Sue Clark, whose success as Tucson High School's girls tennis coach led to countless accolades and a feature in Sports Illustrated's "Faces in the Crowd," died Saturday morning after a long illness. She was 80.
Clark had been in declining health for the last few years, friends said. The coach had been under hospice care for two months.
Clark took her place among Tucson High School legends when, between 1958-72, she led the Badgers to 213 consecutive victories. The streak earned Clark a spot in Sports Illustrated's "Faces in the Crowd" feature on May 15, 1972.
During that span, Clark's team won every division championship, 11 state crowns and one state co-championship.
Clark was named the Arizona Daily Star's coach of the year in 1967, the first woman to win the award. She received the Arizona State Coaches Association Certificate of Merit Award and the Star's Outstanding Achievement Award in 1972. Clark left Tucson High that year, then spent one season at Sabino High School.
Clark was inducted into the Pima County Sports Hall of Fame in 2000. In a 2011 interview with the Star, Clark said her run of success "wasn't me; it was the kids."
"They fought to win," she said. "I'm proud of them, and even more proud of what they've become."
Clark's coaching methods were both simple and ahead of their time, said Paula Aboud, a Badgers star from 1964-68 and former state senator.
Clark was motherly with her players, often driving them back from practices and matches before returning home to take care of her own parents.

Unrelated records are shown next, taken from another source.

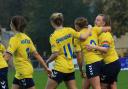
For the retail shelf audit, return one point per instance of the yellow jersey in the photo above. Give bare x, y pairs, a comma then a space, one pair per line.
20, 46
3, 63
62, 41
93, 55
106, 40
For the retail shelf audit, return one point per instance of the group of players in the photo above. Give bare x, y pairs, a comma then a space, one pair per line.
92, 45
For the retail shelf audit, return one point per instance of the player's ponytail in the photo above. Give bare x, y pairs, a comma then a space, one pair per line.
19, 22
57, 19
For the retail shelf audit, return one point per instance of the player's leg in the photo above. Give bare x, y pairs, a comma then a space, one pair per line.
69, 80
54, 80
113, 86
71, 84
3, 78
15, 86
85, 84
95, 82
51, 84
109, 76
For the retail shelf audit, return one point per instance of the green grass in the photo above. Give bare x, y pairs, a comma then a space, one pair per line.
40, 79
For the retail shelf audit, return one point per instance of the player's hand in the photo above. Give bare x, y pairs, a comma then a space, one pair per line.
89, 47
83, 75
49, 72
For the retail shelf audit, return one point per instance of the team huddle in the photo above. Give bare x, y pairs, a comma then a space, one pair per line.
93, 46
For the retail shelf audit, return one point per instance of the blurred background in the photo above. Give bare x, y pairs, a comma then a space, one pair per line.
37, 13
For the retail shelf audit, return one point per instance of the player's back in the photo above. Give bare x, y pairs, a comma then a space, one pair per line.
3, 63
21, 46
93, 55
64, 45
107, 39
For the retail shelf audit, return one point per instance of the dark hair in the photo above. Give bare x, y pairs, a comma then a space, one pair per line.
81, 22
19, 22
57, 19
106, 19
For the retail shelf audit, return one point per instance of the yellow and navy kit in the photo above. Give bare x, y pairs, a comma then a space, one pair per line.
62, 41
89, 56
20, 46
106, 40
3, 63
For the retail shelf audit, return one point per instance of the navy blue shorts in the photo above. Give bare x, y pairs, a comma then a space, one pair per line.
24, 83
59, 76
94, 69
4, 78
110, 72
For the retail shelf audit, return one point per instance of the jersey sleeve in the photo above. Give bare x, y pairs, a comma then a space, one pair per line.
77, 47
106, 40
74, 33
3, 48
13, 44
54, 45
97, 30
32, 47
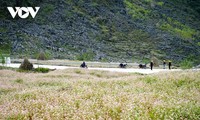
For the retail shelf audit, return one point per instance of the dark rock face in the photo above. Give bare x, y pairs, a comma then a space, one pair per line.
112, 30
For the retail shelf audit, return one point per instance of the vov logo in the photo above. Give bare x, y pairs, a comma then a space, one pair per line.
23, 12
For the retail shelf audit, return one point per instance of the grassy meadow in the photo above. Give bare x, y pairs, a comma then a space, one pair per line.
81, 94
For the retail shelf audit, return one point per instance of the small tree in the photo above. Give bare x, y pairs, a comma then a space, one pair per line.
42, 56
3, 61
26, 65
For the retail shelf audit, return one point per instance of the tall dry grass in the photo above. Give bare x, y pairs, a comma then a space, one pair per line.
84, 94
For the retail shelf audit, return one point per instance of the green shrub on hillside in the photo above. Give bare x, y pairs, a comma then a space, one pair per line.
86, 56
186, 64
26, 65
42, 56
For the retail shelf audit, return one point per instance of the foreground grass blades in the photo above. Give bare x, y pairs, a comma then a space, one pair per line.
85, 94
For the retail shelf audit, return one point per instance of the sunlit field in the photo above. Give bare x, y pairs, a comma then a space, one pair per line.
80, 94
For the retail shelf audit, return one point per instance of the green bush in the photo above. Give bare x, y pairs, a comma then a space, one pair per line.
186, 64
26, 65
3, 59
42, 70
42, 56
86, 56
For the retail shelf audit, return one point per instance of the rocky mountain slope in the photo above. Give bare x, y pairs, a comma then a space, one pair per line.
104, 30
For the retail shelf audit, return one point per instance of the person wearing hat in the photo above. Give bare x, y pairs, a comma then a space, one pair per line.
164, 64
151, 65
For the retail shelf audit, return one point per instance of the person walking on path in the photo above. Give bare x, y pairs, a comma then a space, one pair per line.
164, 64
151, 65
170, 64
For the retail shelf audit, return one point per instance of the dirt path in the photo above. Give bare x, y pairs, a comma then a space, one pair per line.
128, 70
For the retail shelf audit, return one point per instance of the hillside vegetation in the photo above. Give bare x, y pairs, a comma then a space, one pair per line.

She made ceramic trinkets for many of her players, items that became instant keepsakes.
When Aboud made her Tucson High debut, she did so in a dress hand-made by her coach and another one of the Badgers' players.
Aboud, who played semi-professionally and coached before entering politics, called Clark "my role model and my mentor."
Ed Nuñez, Clark's longtime mixed doubles partner and a former boys tennis coach at Pueblo High School, said the relationship between Clark and her players was genuine.
"They were not just student and teacher and student and coach: They were family," he said.
Clark, a native of Van Horn, Texas, who attended Phoenix College, Sul Ross State University and the UA, knew little about tennis and had no coaching experience when she took over the Tucson High program. To improve, she attended tennis camps in Southern California during the summers.
"She would come back with the most incredible techniques and strategies," Aboud said. "She was amazing. She was a master."
Clark, who never married, is survived by a niece and legions of players, many who met with her for monthly lunches. The Badgers were with her when Clark died Saturday.
Clark did not want a formal memorial service, so her former players will hold a celebration of life at 6 p.m. Tuesday at the Golden Corral, 4380 E. 22nd St.
"She adopted us," Aboud said, "and we adopted her."